Hugh Hindle, owner of Short Straw, a cafe that opened over Christmas, feels like he’s got a pretty good grip on the suburb – he went to school in the area (and later hung out in some of its less salubrious institutions).
“Hawthorn has definitely come a long way in the past few years,” he says. “The area feels like it’s had a breath of fresh air. It’s coming into a bit of a purple patch at the moment.”
Real estate journalists have pointed to the increase of apartment developments in the area, particularly in the past two years. These provide residential opportunities for young couples, singles and down-scalers.
Last December, James Klapanis opened St.

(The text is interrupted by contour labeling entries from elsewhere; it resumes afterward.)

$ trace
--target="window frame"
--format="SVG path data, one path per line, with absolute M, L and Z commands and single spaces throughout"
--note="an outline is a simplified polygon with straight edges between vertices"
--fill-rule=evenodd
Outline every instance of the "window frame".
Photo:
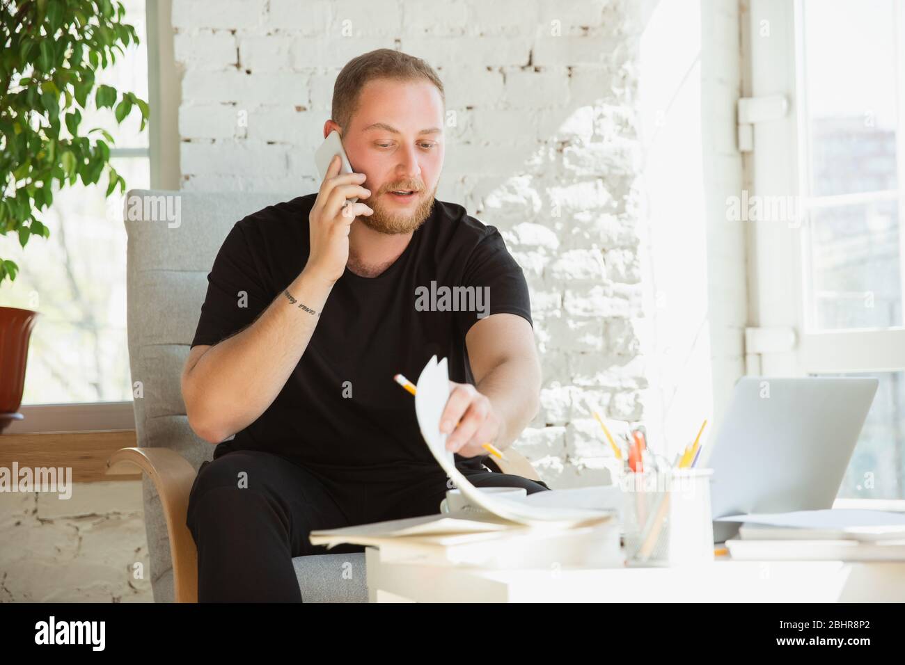
M 173 52 L 172 0 L 146 0 L 148 104 L 157 117 L 148 123 L 148 147 L 112 147 L 110 157 L 148 158 L 152 189 L 179 187 L 179 76 Z M 135 429 L 131 402 L 24 404 L 24 418 L 4 433 L 46 433 Z

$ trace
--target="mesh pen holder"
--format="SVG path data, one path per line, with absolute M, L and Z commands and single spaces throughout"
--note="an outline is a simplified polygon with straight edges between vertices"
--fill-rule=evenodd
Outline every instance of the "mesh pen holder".
M 671 469 L 620 478 L 626 565 L 713 561 L 712 475 L 712 469 Z

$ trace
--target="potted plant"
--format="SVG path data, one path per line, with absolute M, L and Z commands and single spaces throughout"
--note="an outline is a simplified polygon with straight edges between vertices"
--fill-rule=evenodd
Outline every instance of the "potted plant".
M 24 248 L 32 236 L 50 236 L 41 213 L 53 187 L 88 185 L 108 176 L 107 196 L 126 181 L 110 163 L 113 138 L 82 126 L 93 104 L 110 109 L 118 122 L 148 108 L 132 92 L 95 83 L 116 62 L 135 28 L 110 0 L 0 0 L 0 234 L 15 233 Z M 0 293 L 19 267 L 0 256 Z M 0 307 L 0 432 L 22 404 L 28 341 L 37 312 Z

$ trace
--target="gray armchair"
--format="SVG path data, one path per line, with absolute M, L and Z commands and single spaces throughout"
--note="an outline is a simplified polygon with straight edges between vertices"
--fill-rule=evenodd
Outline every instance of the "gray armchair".
M 108 461 L 107 472 L 134 473 L 136 467 L 143 471 L 151 587 L 157 603 L 197 601 L 197 555 L 186 514 L 195 474 L 203 461 L 213 458 L 214 446 L 189 427 L 179 379 L 207 290 L 207 273 L 235 222 L 296 195 L 129 193 L 129 354 L 138 447 L 118 451 Z M 180 216 L 168 223 L 161 211 L 167 211 L 166 197 L 172 196 L 178 197 Z M 140 214 L 134 214 L 139 211 L 130 206 L 133 197 L 152 204 L 141 205 Z M 494 470 L 539 480 L 524 457 L 511 449 L 506 456 L 510 461 L 505 467 L 500 462 Z M 336 557 L 352 563 L 352 584 L 338 584 Z M 364 553 L 299 556 L 292 563 L 306 603 L 367 602 Z

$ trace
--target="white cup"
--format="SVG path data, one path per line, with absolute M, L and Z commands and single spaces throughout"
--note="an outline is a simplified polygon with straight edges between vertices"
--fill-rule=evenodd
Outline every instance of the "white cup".
M 475 488 L 481 494 L 492 494 L 494 497 L 502 499 L 523 499 L 528 496 L 528 489 L 523 487 L 481 487 Z M 446 499 L 440 503 L 440 512 L 449 513 L 455 510 L 462 510 L 464 508 L 475 508 L 469 502 L 468 498 L 462 493 L 461 489 L 450 489 L 446 492 Z M 481 509 L 481 508 L 479 508 Z

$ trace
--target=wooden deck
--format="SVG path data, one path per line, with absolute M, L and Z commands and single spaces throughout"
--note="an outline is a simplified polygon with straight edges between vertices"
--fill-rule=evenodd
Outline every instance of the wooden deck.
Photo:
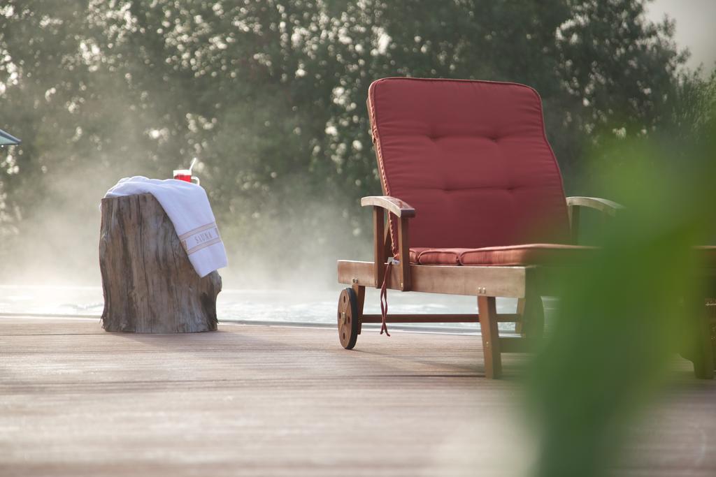
M 326 329 L 0 318 L 0 475 L 523 475 L 524 358 L 485 380 L 480 341 L 366 332 L 346 351 Z M 619 475 L 716 475 L 716 382 L 675 365 Z

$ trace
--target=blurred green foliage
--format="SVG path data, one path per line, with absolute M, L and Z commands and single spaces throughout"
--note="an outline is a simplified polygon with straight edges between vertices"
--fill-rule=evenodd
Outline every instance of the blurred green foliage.
M 705 272 L 712 260 L 693 248 L 716 238 L 714 79 L 684 93 L 688 127 L 610 141 L 588 161 L 621 158 L 592 180 L 626 207 L 586 234 L 599 255 L 559 284 L 556 319 L 528 375 L 541 446 L 536 475 L 591 477 L 630 465 L 619 453 L 626 427 L 663 395 L 675 353 L 703 357 L 700 340 L 715 335 L 705 306 L 716 298 Z
M 673 24 L 649 22 L 644 4 L 6 0 L 0 127 L 24 144 L 2 153 L 0 255 L 44 233 L 33 217 L 74 210 L 78 189 L 98 197 L 193 157 L 225 237 L 246 250 L 271 237 L 289 260 L 308 230 L 306 252 L 367 251 L 357 200 L 379 183 L 364 104 L 388 76 L 534 87 L 571 188 L 599 137 L 659 134 L 698 82 Z

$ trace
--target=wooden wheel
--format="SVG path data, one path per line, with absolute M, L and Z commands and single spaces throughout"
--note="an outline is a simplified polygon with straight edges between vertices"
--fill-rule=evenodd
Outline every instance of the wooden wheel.
M 352 350 L 358 340 L 360 316 L 358 298 L 352 288 L 346 288 L 338 297 L 338 339 L 347 350 Z

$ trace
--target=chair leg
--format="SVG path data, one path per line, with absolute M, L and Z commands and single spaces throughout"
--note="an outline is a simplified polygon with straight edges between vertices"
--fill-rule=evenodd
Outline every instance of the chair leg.
M 488 379 L 498 379 L 502 375 L 502 358 L 495 297 L 478 296 L 478 313 L 480 314 L 480 330 L 483 335 L 485 376 Z
M 515 333 L 524 338 L 524 323 L 525 323 L 525 299 L 518 298 L 517 300 L 517 314 L 520 315 L 520 321 L 515 323 Z

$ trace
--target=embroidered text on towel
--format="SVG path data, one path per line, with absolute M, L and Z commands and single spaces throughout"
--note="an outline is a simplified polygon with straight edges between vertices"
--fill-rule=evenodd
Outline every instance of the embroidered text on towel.
M 221 242 L 216 222 L 198 227 L 185 234 L 182 234 L 179 237 L 179 240 L 181 240 L 181 245 L 184 246 L 187 255 L 190 255 L 209 245 Z

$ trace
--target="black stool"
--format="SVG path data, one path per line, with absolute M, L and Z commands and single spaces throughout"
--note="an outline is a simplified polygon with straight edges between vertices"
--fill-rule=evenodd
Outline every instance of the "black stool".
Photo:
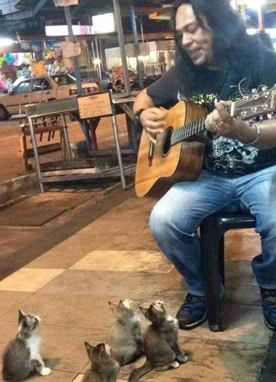
M 256 226 L 252 215 L 236 213 L 210 215 L 200 225 L 207 311 L 212 332 L 223 330 L 218 286 L 220 276 L 224 284 L 224 234 L 228 230 Z

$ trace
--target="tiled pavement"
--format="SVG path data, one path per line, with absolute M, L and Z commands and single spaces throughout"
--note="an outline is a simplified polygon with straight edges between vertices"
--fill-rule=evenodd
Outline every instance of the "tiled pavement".
M 148 228 L 154 201 L 128 192 L 129 198 L 0 282 L 0 352 L 16 334 L 18 308 L 42 316 L 42 352 L 53 372 L 38 381 L 81 380 L 88 364 L 84 340 L 104 342 L 114 322 L 108 300 L 132 298 L 147 306 L 161 298 L 172 314 L 183 302 L 181 278 Z M 272 336 L 250 265 L 258 240 L 248 230 L 230 232 L 226 242 L 226 330 L 210 332 L 206 323 L 180 331 L 190 362 L 176 370 L 152 372 L 142 380 L 256 380 Z M 145 327 L 146 320 L 142 322 Z M 143 361 L 121 368 L 120 380 Z

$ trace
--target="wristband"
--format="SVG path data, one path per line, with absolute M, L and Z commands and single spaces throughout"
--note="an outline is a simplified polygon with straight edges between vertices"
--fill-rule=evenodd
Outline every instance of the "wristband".
M 252 142 L 244 144 L 245 146 L 252 146 L 253 144 L 254 144 L 256 142 L 258 142 L 258 140 L 260 140 L 260 126 L 258 126 L 258 124 L 252 124 L 252 127 L 255 128 L 256 129 L 256 138 Z
M 139 109 L 139 110 L 138 110 L 137 112 L 136 112 L 134 115 L 134 123 L 135 124 L 136 128 L 138 130 L 142 130 L 143 126 L 141 124 L 140 116 L 141 116 L 142 112 L 144 112 L 144 110 L 146 110 L 146 109 Z

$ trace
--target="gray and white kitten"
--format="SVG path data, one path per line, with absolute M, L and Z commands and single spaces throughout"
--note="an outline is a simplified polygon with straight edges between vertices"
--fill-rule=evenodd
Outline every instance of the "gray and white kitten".
M 122 366 L 144 354 L 141 320 L 132 300 L 120 300 L 117 304 L 108 304 L 117 320 L 111 327 L 108 342 L 114 358 Z
M 142 368 L 130 374 L 128 381 L 138 380 L 152 369 L 163 371 L 179 368 L 179 362 L 185 363 L 188 358 L 180 349 L 178 342 L 178 320 L 169 316 L 162 301 L 158 300 L 148 309 L 140 306 L 147 320 L 152 322 L 144 337 L 146 360 Z
M 3 377 L 6 380 L 22 380 L 32 373 L 48 376 L 40 355 L 39 333 L 40 318 L 18 312 L 18 333 L 8 345 L 3 356 Z
M 105 344 L 92 346 L 88 342 L 84 345 L 91 366 L 82 382 L 116 382 L 120 366 L 112 357 L 110 346 Z

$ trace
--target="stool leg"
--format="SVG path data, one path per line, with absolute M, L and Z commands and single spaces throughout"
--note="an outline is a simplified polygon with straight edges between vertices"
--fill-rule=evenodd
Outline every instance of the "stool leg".
M 218 267 L 220 274 L 222 278 L 222 282 L 224 286 L 225 286 L 225 271 L 224 271 L 224 234 L 222 236 L 218 246 Z
M 218 248 L 222 234 L 218 227 L 216 226 L 212 216 L 205 220 L 200 230 L 209 328 L 212 332 L 221 332 L 223 329 L 219 290 Z

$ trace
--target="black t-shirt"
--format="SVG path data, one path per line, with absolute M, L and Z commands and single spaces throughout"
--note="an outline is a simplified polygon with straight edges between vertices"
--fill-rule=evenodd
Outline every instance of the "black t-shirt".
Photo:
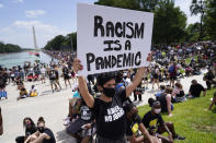
M 151 110 L 148 111 L 145 116 L 144 119 L 141 120 L 144 126 L 150 130 L 156 132 L 158 130 L 158 126 L 161 126 L 164 123 L 162 117 L 160 114 L 152 115 Z
M 191 92 L 191 95 L 193 97 L 200 97 L 201 92 L 205 91 L 205 88 L 203 87 L 203 85 L 197 83 L 197 84 L 192 84 L 189 91 Z
M 161 106 L 161 112 L 168 112 L 168 106 L 167 106 L 167 94 L 161 94 L 158 98 L 158 100 L 160 102 L 160 106 Z
M 47 135 L 49 135 L 50 139 L 49 140 L 44 139 L 43 140 L 43 143 L 56 143 L 56 139 L 55 139 L 54 133 L 53 133 L 53 131 L 50 129 L 45 128 L 44 129 L 44 133 L 46 133 Z
M 125 88 L 114 95 L 112 102 L 105 103 L 95 98 L 93 111 L 96 120 L 96 133 L 105 139 L 122 139 L 126 132 L 123 102 L 126 99 Z
M 82 103 L 84 103 L 84 102 L 82 102 Z M 92 111 L 84 104 L 82 104 L 80 107 L 80 118 L 86 121 L 92 120 Z
M 36 127 L 31 127 L 25 129 L 25 136 L 29 136 L 37 131 Z
M 64 73 L 64 76 L 68 76 L 68 73 L 69 73 L 68 69 L 67 68 L 64 68 L 62 69 L 62 73 Z
M 56 80 L 58 80 L 58 71 L 55 71 Z
M 141 123 L 141 118 L 137 115 L 132 121 L 126 118 L 126 134 L 127 136 L 132 136 L 134 133 L 138 131 L 138 126 Z

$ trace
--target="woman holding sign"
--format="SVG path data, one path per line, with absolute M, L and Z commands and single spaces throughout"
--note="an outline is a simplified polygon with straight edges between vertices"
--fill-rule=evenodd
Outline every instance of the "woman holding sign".
M 73 69 L 76 72 L 83 69 L 79 59 L 75 59 Z M 118 92 L 115 91 L 114 74 L 100 74 L 96 79 L 98 88 L 101 92 L 99 98 L 90 95 L 84 78 L 78 75 L 80 93 L 87 105 L 94 111 L 98 143 L 126 143 L 126 118 L 123 103 L 138 86 L 144 72 L 145 68 L 139 68 L 133 82 Z M 152 143 L 150 135 L 147 139 Z

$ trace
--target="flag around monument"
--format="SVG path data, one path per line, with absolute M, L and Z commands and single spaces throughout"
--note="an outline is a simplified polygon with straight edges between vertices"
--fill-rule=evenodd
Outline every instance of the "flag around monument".
M 154 13 L 78 3 L 77 17 L 79 74 L 148 65 Z

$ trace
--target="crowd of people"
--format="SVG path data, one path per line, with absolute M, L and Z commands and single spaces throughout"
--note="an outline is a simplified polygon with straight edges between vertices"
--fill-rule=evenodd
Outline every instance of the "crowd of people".
M 174 122 L 166 122 L 160 114 L 168 112 L 168 116 L 172 117 L 175 103 L 200 97 L 202 92 L 205 96 L 206 91 L 216 85 L 215 50 L 214 43 L 152 47 L 148 57 L 149 67 L 88 75 L 87 80 L 77 74 L 83 67 L 79 59 L 75 58 L 76 53 L 45 51 L 61 60 L 58 63 L 52 61 L 48 65 L 1 69 L 0 76 L 4 80 L 0 80 L 0 83 L 3 81 L 4 84 L 0 84 L 0 92 L 5 91 L 5 85 L 12 82 L 20 90 L 20 98 L 37 93 L 34 85 L 31 94 L 24 86 L 23 81 L 27 81 L 27 75 L 32 73 L 37 75 L 33 81 L 41 80 L 43 84 L 49 79 L 52 92 L 59 92 L 61 90 L 59 78 L 62 76 L 65 86 L 70 86 L 73 93 L 64 126 L 66 132 L 77 142 L 173 143 L 174 140 L 185 140 L 185 138 L 175 132 Z M 184 84 L 179 79 L 198 75 L 202 69 L 208 69 L 203 76 L 207 88 L 196 80 L 192 80 L 190 91 L 184 91 Z M 152 84 L 151 87 L 149 83 Z M 150 88 L 156 92 L 155 98 L 148 99 L 151 109 L 144 117 L 139 117 L 134 103 L 137 99 L 141 102 L 145 91 Z M 186 92 L 189 94 L 185 94 Z M 134 100 L 130 99 L 132 95 Z M 216 93 L 209 109 L 215 104 Z M 25 118 L 23 126 L 25 135 L 16 138 L 18 143 L 56 142 L 52 130 L 45 127 L 42 117 L 37 126 L 31 118 Z M 167 132 L 168 136 L 163 135 L 163 132 Z

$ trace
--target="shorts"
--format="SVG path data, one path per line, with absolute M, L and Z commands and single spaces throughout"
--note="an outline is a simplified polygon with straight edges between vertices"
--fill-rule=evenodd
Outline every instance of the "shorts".
M 50 84 L 54 84 L 55 83 L 55 80 L 49 80 L 50 81 Z
M 66 129 L 66 131 L 69 134 L 76 134 L 81 132 L 82 130 L 84 130 L 84 136 L 91 136 L 92 134 L 92 129 L 82 129 L 81 127 L 90 123 L 90 121 L 84 121 L 81 118 L 78 118 L 77 120 L 75 120 L 73 122 L 70 122 L 69 127 Z
M 55 82 L 56 82 L 56 83 L 59 83 L 59 80 L 58 80 L 58 79 L 56 79 L 56 80 L 55 80 Z
M 174 80 L 177 80 L 177 76 L 170 76 L 170 80 L 174 81 Z
M 64 75 L 64 80 L 69 80 L 69 75 Z
M 44 73 L 42 73 L 42 78 L 45 79 L 45 74 Z
M 96 143 L 127 143 L 127 139 L 126 135 L 117 140 L 105 139 L 100 135 L 96 135 Z
M 158 74 L 154 74 L 154 79 L 158 79 Z

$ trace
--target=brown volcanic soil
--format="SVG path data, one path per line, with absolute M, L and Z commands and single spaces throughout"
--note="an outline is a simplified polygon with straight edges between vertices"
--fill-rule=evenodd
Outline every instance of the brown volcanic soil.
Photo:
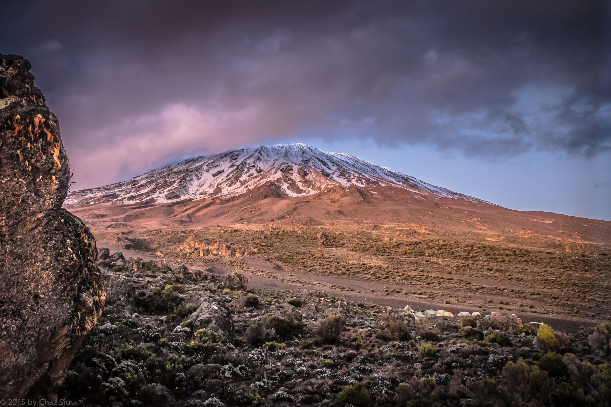
M 355 186 L 300 198 L 262 187 L 231 198 L 69 209 L 100 247 L 239 268 L 254 287 L 485 309 L 569 330 L 611 315 L 609 221 Z

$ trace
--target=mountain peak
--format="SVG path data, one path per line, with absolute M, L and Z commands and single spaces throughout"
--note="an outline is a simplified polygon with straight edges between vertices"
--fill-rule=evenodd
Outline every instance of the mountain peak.
M 263 145 L 181 160 L 132 179 L 76 191 L 67 203 L 170 202 L 232 196 L 268 185 L 298 197 L 334 186 L 398 187 L 426 196 L 483 202 L 348 154 L 301 143 Z

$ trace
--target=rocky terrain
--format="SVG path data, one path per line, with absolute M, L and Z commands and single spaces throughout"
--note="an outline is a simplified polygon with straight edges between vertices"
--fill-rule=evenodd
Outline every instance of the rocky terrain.
M 60 397 L 106 406 L 606 406 L 611 323 L 415 320 L 315 290 L 100 251 L 108 298 Z
M 52 400 L 101 314 L 95 240 L 62 208 L 70 171 L 28 61 L 0 54 L 0 396 Z

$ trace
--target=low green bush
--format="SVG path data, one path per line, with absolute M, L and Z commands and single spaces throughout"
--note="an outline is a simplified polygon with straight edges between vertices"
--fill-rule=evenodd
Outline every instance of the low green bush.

Cloud, a Vietnamese-inspired restaurant that’s already heaving with locals old and new. Klapanis felt that, despite its solid offering, the area was underserviced, particularly considering the rate at which new residential developments are being built.
St. Cloud is a vibrant, casual, flexible venue, complete with craft beer, cocktails and a rooftop bar. It’s just the kind of place Toleman reckons locals are after. “That restaurant is an indication of the style people are loving at the moment,” he says.
You can't discuss a Hawthorn revival without mentioning the Lido Cinema – a new multiplex with a rooftop cinema from the owners of The Classic in Elsternwick and The Cameo in Belgrave. It has its own Huxtaburger, and is home to the very freshly minted Vaparetto, a Venetian-style bar and restaurant that aims to bring a polished Italian-dining experience to the area.
Vaparetto co-owner Stephanie Edgerton believes there’s a real opportunity to forge an evening trade. “There are a lot of daytime operations, but not as much nightlife,” she says. “Obviously Fonda’s a big player, but it’s more casual and fast. We’re going for more of a restaurant feel.”
Over the four-or-so years Edgerton has worked in the area, she’s noticed a significant shift in its character. “It’s amazing how much it has changed just in our little pocket here on Glenferrie Road,” she says. “When we first opened almost four years ago, it was pretty much just us and Axil. Now the area’s just booming.”